The white-wall hand exercise is the most reliable starting point. Hold your hand against a plain white background in soft, indirect lighting. Soften your gaze so that your focus lands slightly past your hand. Most people begin to notice a faint whitish or coloured outline around the fingers within a few minutes of this practice.
Is there a scientific explanation for seeing auras?
Several models have been proposed. Research on synesthesia published in journals including PLOS ONE has shown that some people genuinely perceive colours associated with others due to cross-activation of brain regions. Separately, bioelectromagnetic research documents measurable biophoton emissions from the body, and some researchers propose this physical light may underlie aura perception experiences.
What do different aura colours mean?
Colour meanings vary across traditions, but common associations include: blue for calm, clear communication and spiritual depth; yellow for mental activity and optimism; green for healing energy and growth; red for physical vitality; violet for spiritual sensitivity; and white or gold for high spiritual states. Muddy or dark shades of any colour typically suggest energetic depletion or unresolved emotions.
How does Goethian colour theory apply to aura reading?
Johann Wolfgang von Goethe's Theory of Colours argued that colour is not merely a physical phenomenon but a living experience shaped by the relationship between light, darkness, and the observer.
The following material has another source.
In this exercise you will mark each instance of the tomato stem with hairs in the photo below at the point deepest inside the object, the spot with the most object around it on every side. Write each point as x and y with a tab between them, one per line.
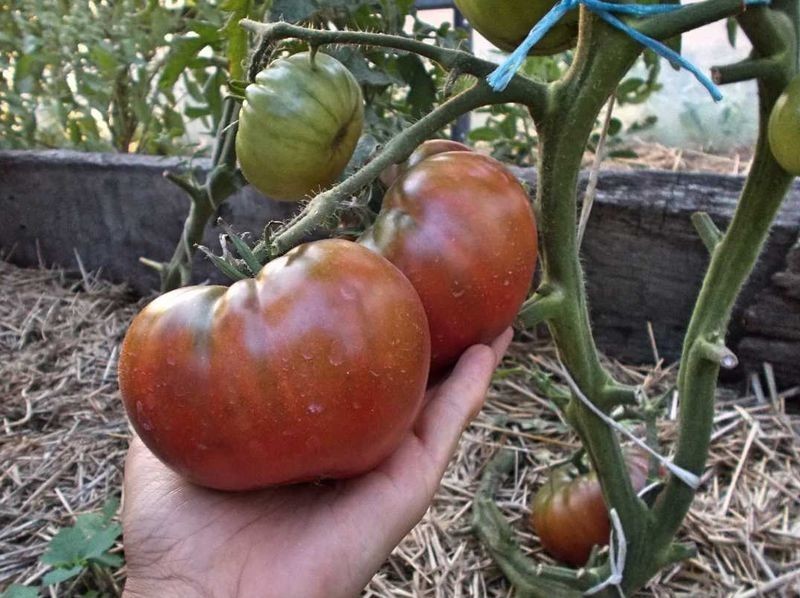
458	60
321	208
772	34
220	183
Rudolf Steiner built on this foundation to describe the aura as a living colour field that expresses the soul's inner states. Goethian aura readers focus on the quality and movement of colour rather than fixed symbolic meanings.
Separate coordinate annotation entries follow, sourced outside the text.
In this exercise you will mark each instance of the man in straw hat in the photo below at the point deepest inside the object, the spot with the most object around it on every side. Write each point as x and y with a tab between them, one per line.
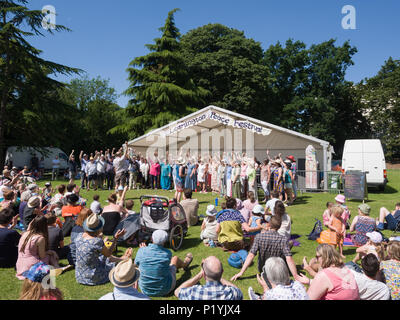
157	266
124	277
216	288
94	260
31	210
Can crystals help with developing auric vision?
Many practitioners use high-vibration crystals to support auric perception training. Amethyst clusters are commonly used to quiet mental chatter during practice sessions, while clear quartz points are placed nearby to amplify energetic sensitivity. These tools do not replace practice but can create a supportive environment that makes subtle perception easier.
What lighting conditions are best for aura training?
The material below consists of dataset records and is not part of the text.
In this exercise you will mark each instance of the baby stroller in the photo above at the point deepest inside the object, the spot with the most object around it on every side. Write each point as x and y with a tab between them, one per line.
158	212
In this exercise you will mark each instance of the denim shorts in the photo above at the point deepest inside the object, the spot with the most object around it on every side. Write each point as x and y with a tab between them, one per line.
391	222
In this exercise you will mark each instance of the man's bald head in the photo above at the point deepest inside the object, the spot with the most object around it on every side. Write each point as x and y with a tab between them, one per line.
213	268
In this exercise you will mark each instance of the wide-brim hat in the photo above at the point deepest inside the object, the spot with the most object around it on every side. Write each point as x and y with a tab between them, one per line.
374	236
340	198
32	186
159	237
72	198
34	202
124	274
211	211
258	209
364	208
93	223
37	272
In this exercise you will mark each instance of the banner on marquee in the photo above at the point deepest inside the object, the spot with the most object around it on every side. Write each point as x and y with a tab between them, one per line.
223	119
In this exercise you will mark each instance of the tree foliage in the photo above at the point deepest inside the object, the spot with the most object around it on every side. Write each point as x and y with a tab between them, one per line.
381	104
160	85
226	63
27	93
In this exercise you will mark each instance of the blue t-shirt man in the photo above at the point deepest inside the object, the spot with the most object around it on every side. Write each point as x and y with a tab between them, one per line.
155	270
Soft, diffuse natural light or warm incandescent light works best. Avoid direct sunlight, harsh fluorescent lighting, or coloured lights, as these interfere with subtle perception. The background behind the subject should be neutral, ideally white or light grey. Dim conditions that reduce visual noise are often more productive for beginners than brightly lit rooms.
How do I know if I am actually seeing the aura or just an optical illusion?
Early auric impressions often have qualities different from standard optical afterimages. Afterimages are complementary in colour (a red object produces a green afterimage), are fixed in position relative to your retina, and fade quickly. Auric impressions are often reported as the same colour as or an enhancement of the subject's energy, shift dynamically with the subject's movements, and persist or change over time.
What role do the chakras play in auric vision development?
The chakras are considered the energy centres that generate and modulate the aura's different layers and colours. Developing awareness of your own chakra system through meditation and breathwork is widely recommended as a preparatory step for aura training, because it sensitises the practitioner to subtle energy movement before attempting external perception.
Sources and References
- Popp, F.A., Chang, J.J., Gu, Q., & Ho, M.W. (1994). Nonsubstantial biocommunication in terms of Dicke's theory. Bioelectrochemistry and Bioenergetics, 34(1), 33-40.
- Gómez Milán, E., Iborra, O., de Córdoba, M.J., Juárez-Ramos, V., Rodríguez Artacho, M.A., & Rubio, J.L. (2014). The aura in mythology and neurology: auras as synaesthesia. PLOS ONE. doi:10.1371/journal.pone.0112761
- Steiner, R. (1904). Theosophy: An Introduction to the Spiritual Processes in Human Life and in the Cosmos. Anthroposophic Press.
- Steiner, R. (1904/1994). How to Know Higher Worlds. Anthroposophic Press. (Original work published 1904)
- Goethe, J.W. von (1810/1970). Theory of Colours (C.L. Eastlake, Trans.). MIT Press. (Original work published 1810)
- Van Wijk, R., & Van Wijk, E.P.A. (2006). An introduction to human biophoton emission. Complementary Medicine Research, 13(2), 89-94.